Esta escasa contestación a la guerra no puede desligarse de uno de los mitos de una izquierda aparentemente radical pero, en realidad, candorosamente ingenua. Me estoy refiriendo a los movimientos de insumisión al servicio militar obligatorio como medio de lucha contra el armamentismo y en favor de la paz. No es casualidad que, en el preciso momento en que estamos en guerra, haya dejado de existir el servicio militar en virtud de una ley aprobada por un gobierno conservador que, además, está dispuesto a indultar a los insumisos hasta ahora condenados. Esta lucha por la insumisión ha tenido, sin embargo, un triste final: un aumento de la militarización mundial y un estado de guerra con participación española sin ninguna contestación social. Alguna responsabilidad tiene en todo ello el movimiento de insumisos.

Los jóvenes que pretendían ser pacifistas radicales por medio de la insumisión fueron unos ingenuos porque, con toda su indudable buena intención, partían de una base falsa: que eliminando a los ejércitos se llegaría a la paz mundial. La realidad es muy otra: los ejércitos -como también es el caso de la policía- son necesarios e imprescindibles para la paz a menos que haya un acuerdo general para que todos desaparezcan. Mientras exista uno solo, la paz será imposible; más todavía: en ese caso, la guerra será mucho más probable.

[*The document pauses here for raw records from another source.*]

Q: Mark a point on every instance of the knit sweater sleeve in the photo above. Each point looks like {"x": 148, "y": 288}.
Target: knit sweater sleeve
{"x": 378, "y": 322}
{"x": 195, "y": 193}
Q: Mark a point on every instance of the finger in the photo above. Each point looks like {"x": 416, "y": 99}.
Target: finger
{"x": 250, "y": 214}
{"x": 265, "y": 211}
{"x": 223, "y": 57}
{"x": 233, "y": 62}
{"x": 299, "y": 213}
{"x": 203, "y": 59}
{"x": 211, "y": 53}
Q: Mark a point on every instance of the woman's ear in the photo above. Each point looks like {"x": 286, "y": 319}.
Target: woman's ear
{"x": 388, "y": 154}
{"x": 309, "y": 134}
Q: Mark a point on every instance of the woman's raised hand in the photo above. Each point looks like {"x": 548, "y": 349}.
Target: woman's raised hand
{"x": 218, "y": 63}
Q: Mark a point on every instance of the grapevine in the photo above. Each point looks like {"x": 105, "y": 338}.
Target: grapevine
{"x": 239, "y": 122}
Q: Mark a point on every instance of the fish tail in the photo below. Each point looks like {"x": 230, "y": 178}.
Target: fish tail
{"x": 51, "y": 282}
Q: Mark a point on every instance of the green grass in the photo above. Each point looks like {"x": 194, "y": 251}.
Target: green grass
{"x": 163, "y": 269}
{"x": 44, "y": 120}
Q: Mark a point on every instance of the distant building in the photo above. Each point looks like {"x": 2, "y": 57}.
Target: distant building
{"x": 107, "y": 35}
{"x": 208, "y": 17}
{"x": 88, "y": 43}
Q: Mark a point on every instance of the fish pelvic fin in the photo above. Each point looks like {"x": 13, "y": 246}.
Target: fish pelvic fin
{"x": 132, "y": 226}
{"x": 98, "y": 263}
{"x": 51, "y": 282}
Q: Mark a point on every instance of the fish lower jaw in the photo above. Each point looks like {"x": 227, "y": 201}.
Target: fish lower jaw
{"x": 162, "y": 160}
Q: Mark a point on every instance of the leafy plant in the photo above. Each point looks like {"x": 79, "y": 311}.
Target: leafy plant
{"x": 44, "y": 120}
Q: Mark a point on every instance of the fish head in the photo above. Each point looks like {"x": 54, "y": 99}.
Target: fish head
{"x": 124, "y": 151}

Por tanto, la insumisión al servicio militar obligatorio sólo tenía un final previsible: la sustitución del ejército de leva -obligatorio para todos, fuera cual fuera su condición o clase- por uno profesional. Y un ejército profesional se nutre de los sectores económicamente más débiles de la sociedad, tal como la actual situación española demuestra. En conclusión, la insumisión no sólo no hace desaparecer el ejército, sino que además tiene otra consecuencia: el nuevo ejército está compuesto por los más pobres y marginados de la sociedad, los que no pueden encontrar otro trabajo mejor. Por eso lo aceptan, sin poner dificultades, los gobiernos conservadores.

Pero, además, el ejército profesional tiene otra consecuencia perjudicial para el movimiento pacifista: anula la capacidad popular de oponerse a la guerra. Ello era perfectamente sabido: las movilizaciones contra la guerra de Vietnam en Estados Unidos disminuyeron considerablemente cuando se pasó de un ejército de leva a uno profesional. Las clases medias con capacidad de crear una opinión pública contraria a la guerra no se inquietan ni se movilizan cuando tienen la tranquilidad de que sus hijos no irán a morir al frente. Con el ejército profesional sólo van a la guerra los jóvenes provenientes de sectores marginales, con escasa capacidad de incidencia social. Esto es lo que sucede en la actualidad en España y en Europa. Por ideología, muchos están contra la guerra. Pero pocos son los que están dispuestos a dar una batalla pública contra ella: el asunto no les afecta directamente.

Un pacifista inteligente sabe que, precisamente porque está contra la guerra, debe tener un buen ejército en el que, además, deben estar implicados todos los sectores de la sociedad. Un pacifista ingenuo sólo practica una demagogia que, a la postre, lleva a que vayan a la guerra los más pobres -actualmente para que se enfrenten con otros que lo son todavía mucho más- y fomenta una desmovilización que impide cualquier control social de los gobiernos, contribuyendo así a que, al final de todo -y en eso estamos-, se consolide un solo ejército que dirija el mundo, ayudado, a lo más, por un conjunto de sucursales locales. A pensamiento único, ejército único.

Como ha dicho Máximo, ésta es la situación: 'Abolido el servicio militar obligatorio, comienza la militarización mundial forzosa'.

Francesc de Carreras es catedrático de Derecho Constitucional de la UAB.